Ma “da cosa è generata l’inflazione”?

Tra le diverse cause, quella più studiata e riscontrabile nella storia dell’economia è l’aumento di quantità di moneta all’interno di un’economia.

Secondo tale teoria, infatti, l’inflazione è generata da un aumento eccessivo della quantità di moneta rispetto all’aumento della produzione di merci. La moneta immessa nel sistema economico, finendo nelle mani degli individui, prima o poi verrà da costoro spesa nell’acquisto di merci. Se la produzione di queste non può essere espansa perché il sistema economico è in una situazione di piena occupazione (cioè gli impianti e i macchinari sono pienamente utilizzati e non vi sono lavoratori disoccupati), si avrà una domanda di merci superiore all’offerta e un conseguente aumento dei prezzi delle stesse, cioè del livello generale dei prezzi.

L’inflazione può anche essere definita una “lama a doppio taglio”, poiché una moderata inflazione, che cammina di pari passo con l’espansione dell’economia (grazie alla domanda di beni e servizi che supera l’offerta e, di conseguenza, fa alzare moderatamente il livello generale dei prezzi) è considerata positivamente e contribuisce al buon funzionamento di un’economia; è stato, a questo proposito, utilizzato l’aggettivo “moderata” (inflazione): un’inflazione eccessiva può, infatti, portare a danni irreparabili.

Ricorderete tutti cosa avvenne durante la lontana seconda guerra mondiale in Germania: Hitler, che versava in gravi difficoltà finanziare, decise di sovvenzionare la propria guerra stampando la moneta necessaria. In quella sede, si ebbe una conferma tangibile che immettendo troppa moneta in un mercato si genera effettivamente troppa inflazione, in troppo poco tempo: il prezzo di una birra raddoppiava nel tempo in cui questa veniva bevuta (motivo per cui i furbi tedeschi ne acquistavano subito due).

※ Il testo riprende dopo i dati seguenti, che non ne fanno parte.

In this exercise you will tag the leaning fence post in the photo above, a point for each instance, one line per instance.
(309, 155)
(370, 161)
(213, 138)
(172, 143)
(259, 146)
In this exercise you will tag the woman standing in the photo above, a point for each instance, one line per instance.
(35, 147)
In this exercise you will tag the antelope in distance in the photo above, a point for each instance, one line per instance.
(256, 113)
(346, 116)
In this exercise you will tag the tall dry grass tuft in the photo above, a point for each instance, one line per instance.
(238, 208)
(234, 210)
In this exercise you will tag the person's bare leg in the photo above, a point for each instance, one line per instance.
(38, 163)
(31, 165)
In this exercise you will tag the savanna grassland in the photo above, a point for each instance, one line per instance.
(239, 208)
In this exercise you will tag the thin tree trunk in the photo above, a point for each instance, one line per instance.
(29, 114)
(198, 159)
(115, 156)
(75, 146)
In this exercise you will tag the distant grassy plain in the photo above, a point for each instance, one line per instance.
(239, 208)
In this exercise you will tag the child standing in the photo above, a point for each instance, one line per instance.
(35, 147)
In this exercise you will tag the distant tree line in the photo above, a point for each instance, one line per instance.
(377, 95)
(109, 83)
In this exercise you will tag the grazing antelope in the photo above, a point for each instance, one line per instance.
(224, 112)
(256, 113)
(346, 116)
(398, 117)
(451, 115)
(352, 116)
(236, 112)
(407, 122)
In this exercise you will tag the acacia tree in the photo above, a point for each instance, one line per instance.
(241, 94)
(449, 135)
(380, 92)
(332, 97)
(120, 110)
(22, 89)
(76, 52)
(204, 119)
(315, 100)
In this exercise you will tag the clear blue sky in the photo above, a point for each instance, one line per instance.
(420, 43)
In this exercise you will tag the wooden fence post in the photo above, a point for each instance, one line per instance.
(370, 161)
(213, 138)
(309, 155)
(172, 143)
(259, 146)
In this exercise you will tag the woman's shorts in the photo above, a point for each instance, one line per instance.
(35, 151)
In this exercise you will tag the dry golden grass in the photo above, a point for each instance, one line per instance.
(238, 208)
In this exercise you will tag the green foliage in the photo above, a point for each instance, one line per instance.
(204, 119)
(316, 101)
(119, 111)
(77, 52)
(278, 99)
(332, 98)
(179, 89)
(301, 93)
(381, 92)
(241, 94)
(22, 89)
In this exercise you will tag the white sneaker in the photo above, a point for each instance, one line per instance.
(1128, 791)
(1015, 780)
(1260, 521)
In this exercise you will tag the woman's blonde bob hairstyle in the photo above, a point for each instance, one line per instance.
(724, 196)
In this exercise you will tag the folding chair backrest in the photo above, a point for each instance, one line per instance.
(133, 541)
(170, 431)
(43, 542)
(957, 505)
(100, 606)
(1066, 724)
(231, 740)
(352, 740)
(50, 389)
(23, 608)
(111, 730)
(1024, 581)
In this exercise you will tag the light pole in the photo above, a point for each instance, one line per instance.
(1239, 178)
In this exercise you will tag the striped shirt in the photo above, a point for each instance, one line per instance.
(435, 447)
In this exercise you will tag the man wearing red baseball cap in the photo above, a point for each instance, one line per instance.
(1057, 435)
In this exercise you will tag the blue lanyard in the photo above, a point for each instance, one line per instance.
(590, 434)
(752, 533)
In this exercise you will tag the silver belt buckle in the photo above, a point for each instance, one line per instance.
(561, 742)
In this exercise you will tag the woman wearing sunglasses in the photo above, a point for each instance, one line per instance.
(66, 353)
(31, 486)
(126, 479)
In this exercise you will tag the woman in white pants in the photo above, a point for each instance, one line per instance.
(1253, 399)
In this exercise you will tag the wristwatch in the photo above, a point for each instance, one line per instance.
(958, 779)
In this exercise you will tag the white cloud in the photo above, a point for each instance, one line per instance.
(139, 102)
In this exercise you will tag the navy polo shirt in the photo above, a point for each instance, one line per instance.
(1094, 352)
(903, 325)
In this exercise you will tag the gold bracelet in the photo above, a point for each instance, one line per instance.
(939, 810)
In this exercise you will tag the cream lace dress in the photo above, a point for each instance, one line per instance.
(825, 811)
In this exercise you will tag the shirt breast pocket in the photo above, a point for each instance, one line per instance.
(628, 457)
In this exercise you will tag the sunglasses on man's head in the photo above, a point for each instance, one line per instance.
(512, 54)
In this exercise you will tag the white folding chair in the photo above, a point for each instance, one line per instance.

Detto ciò, sembra quasi che il responsabile della BCE stenti a stampare e immettere moneta nel mercato per paura di raggiungere un’iperinflazione simile a quella tedesca della seconda guerra mondiale, generando però, di contro, una progressiva deflazione, che in termini reali vuol dire recessione dell’economia, depressione e crisi.